Sunday, March 18, 2012

MOROCCAN CHICKEN WITH TOMATOES, CHICKPEAS, AND MINT

Tagine
This is a version of a tagine, a classic Moroccan stew. Although I have an authentic tagine, I prepare this dish in my Dutch oven.  I use only the dark meat because it stays moist when braised and absorbs the variety of spices really well.  This is delicious served over couscous (preferably tri-colored).

1 tablespoon olive oil
3 cups onion, thinly sliced
6 large garlic cloves, minced
1 tablespoon peeled ginger, minced
1 tablespoon Hungarian sweet paprika
1 teaspoon turmeric
1 teaspoon ground coriander
1 teaspoon fennel seeds, ground
1 teaspoon ground cumin
1/2 teaspoon cayenne pepper
¼ teaspoon ground cinnamon
1 cup water
2 cups diced tomatoes drained (28 ounce can)
2 cups canned garbanzo (chickpeas) beans, drained (two 15-ounce cans)
1/2 cup fresh cilantro stems, chopped
3 preserved lemons*, thinly sliced and seeds removed
2 tablespoons fresh lemon juice
8 chicken thighs with bones, skin removed
8 chicken drumsticks, skin removed
¼ cup chopped mint
*available at specialty markets.

Heat oil in heavy large pot (preferably a Dutch oven) over medium heat.

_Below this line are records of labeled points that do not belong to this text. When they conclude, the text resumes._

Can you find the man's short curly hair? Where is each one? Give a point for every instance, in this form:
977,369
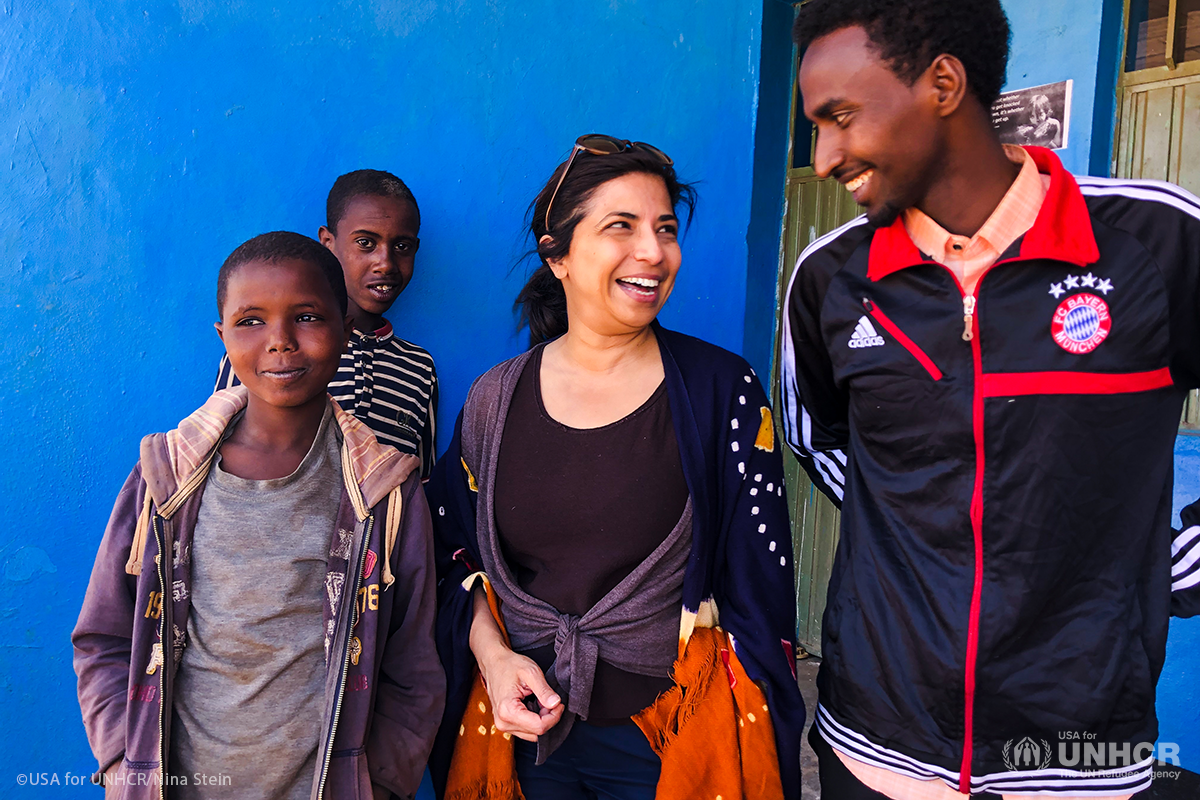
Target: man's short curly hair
365,182
910,34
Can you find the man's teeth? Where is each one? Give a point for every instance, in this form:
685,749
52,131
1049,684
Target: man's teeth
858,182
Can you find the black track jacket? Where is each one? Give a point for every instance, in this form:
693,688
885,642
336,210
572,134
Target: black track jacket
1003,463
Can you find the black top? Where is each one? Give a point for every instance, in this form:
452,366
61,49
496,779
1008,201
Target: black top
577,510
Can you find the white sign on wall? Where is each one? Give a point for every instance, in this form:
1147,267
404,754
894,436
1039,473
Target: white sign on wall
1039,115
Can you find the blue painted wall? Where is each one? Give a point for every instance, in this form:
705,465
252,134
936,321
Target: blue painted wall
142,142
1060,41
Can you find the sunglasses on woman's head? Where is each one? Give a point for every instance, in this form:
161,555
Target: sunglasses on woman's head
600,144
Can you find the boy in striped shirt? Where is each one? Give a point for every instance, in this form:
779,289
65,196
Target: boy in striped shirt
372,222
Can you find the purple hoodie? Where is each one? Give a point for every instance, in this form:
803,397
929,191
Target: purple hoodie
382,709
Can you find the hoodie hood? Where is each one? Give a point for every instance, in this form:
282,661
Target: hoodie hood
177,463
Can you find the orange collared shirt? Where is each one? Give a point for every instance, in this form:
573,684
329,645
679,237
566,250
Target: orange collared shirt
969,258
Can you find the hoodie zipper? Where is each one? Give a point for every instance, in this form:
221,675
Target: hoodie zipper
971,335
346,661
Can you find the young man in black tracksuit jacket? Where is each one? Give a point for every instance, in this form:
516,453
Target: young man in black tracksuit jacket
997,428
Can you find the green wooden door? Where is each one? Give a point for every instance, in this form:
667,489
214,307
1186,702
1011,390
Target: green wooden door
814,206
1158,96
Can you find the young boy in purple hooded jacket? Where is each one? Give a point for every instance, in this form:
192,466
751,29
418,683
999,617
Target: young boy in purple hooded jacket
259,619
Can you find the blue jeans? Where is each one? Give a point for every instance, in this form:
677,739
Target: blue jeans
609,762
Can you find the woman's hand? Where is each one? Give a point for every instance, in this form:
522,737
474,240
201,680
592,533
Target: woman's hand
510,678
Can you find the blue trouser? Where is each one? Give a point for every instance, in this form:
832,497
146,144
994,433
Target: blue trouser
611,762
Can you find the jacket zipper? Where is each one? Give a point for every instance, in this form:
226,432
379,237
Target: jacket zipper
346,661
162,674
905,342
971,335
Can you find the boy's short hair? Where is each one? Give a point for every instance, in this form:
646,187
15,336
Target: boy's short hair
277,246
910,34
370,182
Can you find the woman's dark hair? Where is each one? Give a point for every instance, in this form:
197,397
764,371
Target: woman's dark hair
543,302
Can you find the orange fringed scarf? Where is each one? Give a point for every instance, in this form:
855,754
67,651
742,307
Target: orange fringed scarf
483,765
712,731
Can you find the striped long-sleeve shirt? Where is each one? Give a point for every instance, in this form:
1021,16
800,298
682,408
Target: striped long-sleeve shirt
387,383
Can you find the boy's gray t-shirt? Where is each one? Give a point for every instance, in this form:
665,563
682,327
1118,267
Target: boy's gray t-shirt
250,690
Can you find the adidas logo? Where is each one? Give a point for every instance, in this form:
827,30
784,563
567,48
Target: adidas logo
865,335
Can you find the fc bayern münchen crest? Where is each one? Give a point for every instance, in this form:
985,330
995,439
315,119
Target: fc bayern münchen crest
1080,323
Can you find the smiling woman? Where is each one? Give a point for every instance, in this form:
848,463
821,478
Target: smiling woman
595,483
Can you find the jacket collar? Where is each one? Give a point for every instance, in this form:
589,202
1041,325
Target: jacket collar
177,463
1061,233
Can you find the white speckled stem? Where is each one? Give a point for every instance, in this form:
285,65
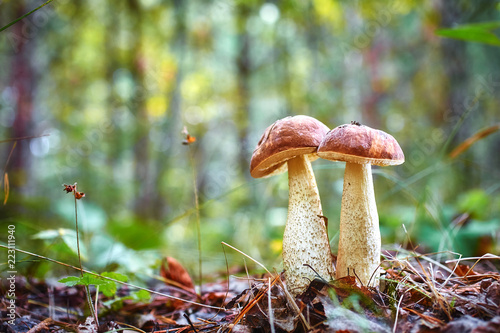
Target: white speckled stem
359,240
305,240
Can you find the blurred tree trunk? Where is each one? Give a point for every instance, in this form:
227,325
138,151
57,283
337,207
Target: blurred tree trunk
244,68
173,124
138,105
23,85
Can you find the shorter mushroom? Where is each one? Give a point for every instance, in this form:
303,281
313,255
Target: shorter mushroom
359,241
291,143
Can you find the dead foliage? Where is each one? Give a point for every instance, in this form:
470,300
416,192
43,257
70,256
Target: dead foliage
417,294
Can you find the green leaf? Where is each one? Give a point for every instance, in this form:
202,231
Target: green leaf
141,296
70,281
117,276
476,32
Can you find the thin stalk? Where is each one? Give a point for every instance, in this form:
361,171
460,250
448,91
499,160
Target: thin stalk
87,289
25,15
198,222
111,279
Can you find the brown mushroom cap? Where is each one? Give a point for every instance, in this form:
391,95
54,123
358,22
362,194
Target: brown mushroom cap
361,144
285,139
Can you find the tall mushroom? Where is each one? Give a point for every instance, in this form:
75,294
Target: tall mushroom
359,241
291,143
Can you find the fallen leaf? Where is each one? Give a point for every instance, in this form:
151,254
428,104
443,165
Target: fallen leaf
174,274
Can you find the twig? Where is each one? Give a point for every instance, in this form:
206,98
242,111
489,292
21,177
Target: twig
114,280
246,255
43,325
19,19
198,221
269,306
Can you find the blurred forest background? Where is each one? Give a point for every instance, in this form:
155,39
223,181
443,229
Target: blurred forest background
111,84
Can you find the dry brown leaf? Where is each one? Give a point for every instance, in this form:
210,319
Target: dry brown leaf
174,274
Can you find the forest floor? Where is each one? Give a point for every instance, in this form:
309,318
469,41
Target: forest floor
417,294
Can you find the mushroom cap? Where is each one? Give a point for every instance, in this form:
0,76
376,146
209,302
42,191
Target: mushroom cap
361,144
283,140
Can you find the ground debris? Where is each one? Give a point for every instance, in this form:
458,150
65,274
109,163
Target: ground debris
416,295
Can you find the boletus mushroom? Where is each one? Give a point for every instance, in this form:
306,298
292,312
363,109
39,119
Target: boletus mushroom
290,144
359,240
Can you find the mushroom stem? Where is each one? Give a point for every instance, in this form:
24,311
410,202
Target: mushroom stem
305,240
359,240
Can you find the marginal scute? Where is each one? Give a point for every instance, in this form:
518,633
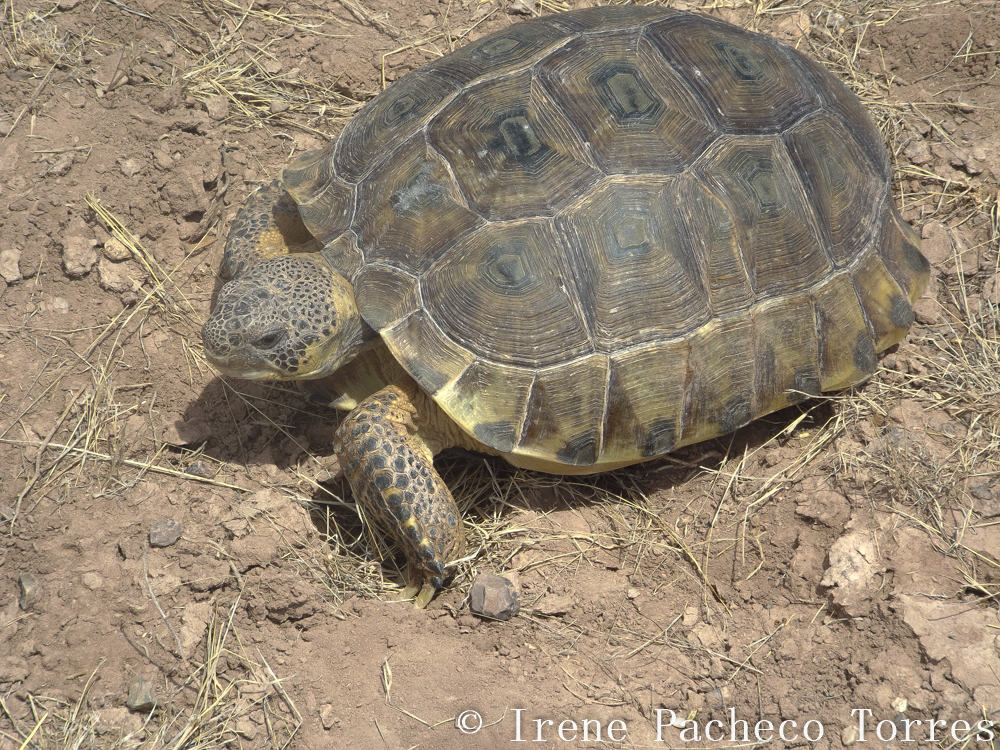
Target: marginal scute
645,396
566,411
433,359
721,381
787,353
880,297
463,400
839,321
844,187
900,251
495,56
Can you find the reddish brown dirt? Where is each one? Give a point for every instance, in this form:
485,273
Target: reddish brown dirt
861,580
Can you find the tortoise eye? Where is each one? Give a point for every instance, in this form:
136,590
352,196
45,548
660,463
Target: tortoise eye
268,340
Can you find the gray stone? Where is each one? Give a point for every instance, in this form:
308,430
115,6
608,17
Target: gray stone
141,696
79,255
165,533
9,269
31,591
494,597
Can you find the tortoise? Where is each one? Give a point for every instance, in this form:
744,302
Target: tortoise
579,243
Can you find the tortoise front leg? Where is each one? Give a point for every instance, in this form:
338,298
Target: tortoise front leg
386,450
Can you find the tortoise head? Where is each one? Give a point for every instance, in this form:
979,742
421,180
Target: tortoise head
290,317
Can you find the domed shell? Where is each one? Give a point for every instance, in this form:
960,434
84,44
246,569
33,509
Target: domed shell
597,236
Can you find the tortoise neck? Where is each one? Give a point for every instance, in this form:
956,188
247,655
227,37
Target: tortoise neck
369,372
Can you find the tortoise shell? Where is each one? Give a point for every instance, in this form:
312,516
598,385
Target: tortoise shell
600,235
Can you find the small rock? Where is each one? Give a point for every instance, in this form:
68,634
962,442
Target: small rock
936,245
991,290
690,618
141,696
9,269
118,277
76,98
201,469
116,250
927,311
186,432
130,167
31,591
981,491
553,606
79,255
217,107
494,597
165,533
719,698
849,735
62,165
327,717
851,573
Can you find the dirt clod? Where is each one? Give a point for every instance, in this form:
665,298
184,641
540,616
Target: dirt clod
165,533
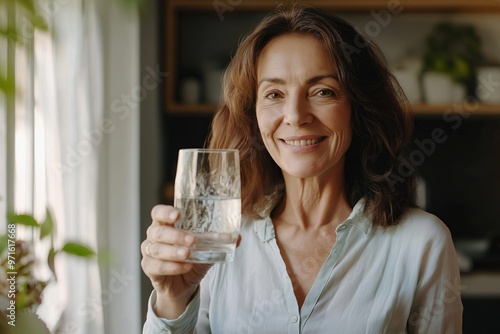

Add onion, garlic, and ginger. Cover and cook until onion is tender, stirring often, about 10 minutes. Add paprika and next 6 ingredients; stir 1 minute. Stir in water, tomatoes, garbanzo beans, cilantro, preserved lemons, and lemon juice. Bring to boil. Sprinkle chicken with salt and pepper; add to pot in a single layer and simmer for 15 minutes.  Turn chicken over, cover and simmer until chicken is tender, about 20 minutes more.  Season with salt and pepper and more lemon juice, if desired. Sprinkle with mint.